『努力』や『根性』という事に対してはひたむきだった。
ひたむきではあったけれど徹底してはいなかった。
ロシア語を喋れる。
語学をマスターするには会話が一番だという事が定説ではあるけど、
人見知りが激しく日本人はおろか白人相手には緊張し過ぎて体が震える。
でも、プライドが高く負けず嫌いな性格なのでどうしてもロシア語をマスターしたかった。
そんな中で色んな勉強法を自分で考え試してみた。
ロシア語の本を読む、日本語との対訳をする、ロシア語のビデオを観る・・・等。
色んな方法を試してみたけどいまいち上達しなかった。
最終的にとった方法は頭の中に思い浮かんだ日本語を頭の中で常に訳し発音するという方法だった。
「お腹減ったな・・・。
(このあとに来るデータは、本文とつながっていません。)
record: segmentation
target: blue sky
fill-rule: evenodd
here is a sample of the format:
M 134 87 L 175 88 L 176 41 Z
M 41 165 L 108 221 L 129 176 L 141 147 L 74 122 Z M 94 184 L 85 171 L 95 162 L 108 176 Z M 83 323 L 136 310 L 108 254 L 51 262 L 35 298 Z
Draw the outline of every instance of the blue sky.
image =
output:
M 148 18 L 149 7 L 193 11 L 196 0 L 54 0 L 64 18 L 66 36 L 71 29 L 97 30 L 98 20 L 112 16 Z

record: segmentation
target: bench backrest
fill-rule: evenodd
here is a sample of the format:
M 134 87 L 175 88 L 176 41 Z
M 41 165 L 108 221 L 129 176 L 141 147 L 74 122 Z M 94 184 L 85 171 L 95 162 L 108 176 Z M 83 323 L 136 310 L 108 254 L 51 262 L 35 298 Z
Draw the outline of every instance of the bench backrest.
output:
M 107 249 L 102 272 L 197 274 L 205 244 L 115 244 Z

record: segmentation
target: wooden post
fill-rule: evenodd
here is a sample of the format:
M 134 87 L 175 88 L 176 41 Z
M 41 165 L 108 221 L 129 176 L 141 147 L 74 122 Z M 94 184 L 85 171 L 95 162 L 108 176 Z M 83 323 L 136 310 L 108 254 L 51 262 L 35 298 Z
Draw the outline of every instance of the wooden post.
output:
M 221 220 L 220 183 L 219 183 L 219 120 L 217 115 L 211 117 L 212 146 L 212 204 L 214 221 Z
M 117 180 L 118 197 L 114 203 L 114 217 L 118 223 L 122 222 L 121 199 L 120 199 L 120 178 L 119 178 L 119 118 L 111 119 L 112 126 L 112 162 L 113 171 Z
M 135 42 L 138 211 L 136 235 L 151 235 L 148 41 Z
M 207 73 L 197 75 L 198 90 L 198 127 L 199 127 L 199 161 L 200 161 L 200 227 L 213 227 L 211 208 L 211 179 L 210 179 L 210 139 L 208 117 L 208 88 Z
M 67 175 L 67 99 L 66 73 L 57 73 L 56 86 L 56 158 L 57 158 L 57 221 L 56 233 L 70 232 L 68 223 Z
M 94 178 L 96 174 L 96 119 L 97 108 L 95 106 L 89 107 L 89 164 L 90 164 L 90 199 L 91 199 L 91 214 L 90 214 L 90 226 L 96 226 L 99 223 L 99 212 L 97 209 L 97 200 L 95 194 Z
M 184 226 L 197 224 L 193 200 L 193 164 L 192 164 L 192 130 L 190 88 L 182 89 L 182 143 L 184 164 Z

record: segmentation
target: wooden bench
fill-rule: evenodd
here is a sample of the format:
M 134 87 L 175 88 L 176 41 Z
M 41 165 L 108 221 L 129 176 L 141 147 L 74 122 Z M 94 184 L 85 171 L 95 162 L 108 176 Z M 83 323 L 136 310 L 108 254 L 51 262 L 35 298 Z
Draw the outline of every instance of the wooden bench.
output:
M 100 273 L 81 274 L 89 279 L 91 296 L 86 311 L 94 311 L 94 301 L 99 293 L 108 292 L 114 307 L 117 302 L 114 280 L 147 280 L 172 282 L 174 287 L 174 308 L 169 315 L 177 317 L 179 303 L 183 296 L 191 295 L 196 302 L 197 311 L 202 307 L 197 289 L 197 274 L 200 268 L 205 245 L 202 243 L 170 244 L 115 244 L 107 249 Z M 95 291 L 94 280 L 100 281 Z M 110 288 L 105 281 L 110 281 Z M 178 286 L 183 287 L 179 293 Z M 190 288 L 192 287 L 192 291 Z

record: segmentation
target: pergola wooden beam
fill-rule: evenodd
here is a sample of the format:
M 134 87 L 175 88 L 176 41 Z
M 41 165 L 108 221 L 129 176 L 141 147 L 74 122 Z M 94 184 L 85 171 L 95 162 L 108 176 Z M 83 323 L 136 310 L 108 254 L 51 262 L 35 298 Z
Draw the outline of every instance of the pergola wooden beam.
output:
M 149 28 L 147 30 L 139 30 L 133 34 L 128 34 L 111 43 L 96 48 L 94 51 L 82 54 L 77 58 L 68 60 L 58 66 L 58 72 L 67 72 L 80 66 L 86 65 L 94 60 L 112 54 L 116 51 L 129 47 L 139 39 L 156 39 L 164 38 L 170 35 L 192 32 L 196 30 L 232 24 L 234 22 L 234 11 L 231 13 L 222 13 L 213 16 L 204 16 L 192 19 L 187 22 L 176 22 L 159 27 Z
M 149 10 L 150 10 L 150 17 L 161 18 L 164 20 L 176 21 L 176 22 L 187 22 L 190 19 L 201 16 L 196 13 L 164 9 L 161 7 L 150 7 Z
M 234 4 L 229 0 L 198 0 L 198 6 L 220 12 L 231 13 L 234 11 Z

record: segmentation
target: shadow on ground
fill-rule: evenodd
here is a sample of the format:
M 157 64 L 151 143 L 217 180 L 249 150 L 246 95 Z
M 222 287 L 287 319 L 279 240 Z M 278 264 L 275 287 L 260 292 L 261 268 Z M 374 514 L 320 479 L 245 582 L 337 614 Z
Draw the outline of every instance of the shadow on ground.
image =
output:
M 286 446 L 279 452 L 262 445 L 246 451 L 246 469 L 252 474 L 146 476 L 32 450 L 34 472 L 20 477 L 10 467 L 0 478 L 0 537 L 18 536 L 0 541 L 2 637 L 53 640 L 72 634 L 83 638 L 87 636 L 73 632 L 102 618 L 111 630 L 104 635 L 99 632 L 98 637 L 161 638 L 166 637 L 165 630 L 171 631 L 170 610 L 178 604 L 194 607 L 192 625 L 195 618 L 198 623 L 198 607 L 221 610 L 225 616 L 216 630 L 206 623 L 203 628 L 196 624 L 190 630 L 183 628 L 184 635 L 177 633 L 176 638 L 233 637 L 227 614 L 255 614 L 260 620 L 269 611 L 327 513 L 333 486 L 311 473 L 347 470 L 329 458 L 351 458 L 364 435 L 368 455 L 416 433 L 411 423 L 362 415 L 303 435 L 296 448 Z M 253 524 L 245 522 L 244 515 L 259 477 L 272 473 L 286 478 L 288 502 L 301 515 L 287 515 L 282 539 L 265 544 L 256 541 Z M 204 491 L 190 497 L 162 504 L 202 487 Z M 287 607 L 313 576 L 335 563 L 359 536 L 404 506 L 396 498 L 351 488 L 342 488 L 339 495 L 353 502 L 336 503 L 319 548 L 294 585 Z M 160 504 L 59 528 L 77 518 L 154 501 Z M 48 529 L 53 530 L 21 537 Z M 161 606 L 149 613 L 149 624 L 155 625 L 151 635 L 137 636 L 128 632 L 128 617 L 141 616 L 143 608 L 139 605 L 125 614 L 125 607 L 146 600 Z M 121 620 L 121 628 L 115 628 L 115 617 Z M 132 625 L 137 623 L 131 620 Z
」と思ったら「ヤー ゴロジェン...」と訳し発音する。
「暇だ・・・。」と思ったら「ニチェム ニェ ザニマッツア...」と訳し発音する。
「どうしよう・・・。」と思ったら「シュト ジェーラッチ...」と訳し発音する。
これをやり始めてから周りの日本人をごぼう抜きにするほど上達した。
電話で話をすると日本人だと思われないほどまでに上達した。
その頃はまだ『何かを達成する為に何が必要なのか』という事には気付いてはいなかったけど、
何かを達成する為にはどの程度の『努力の量』が必要なのかという事については感覚的に分かった気がした。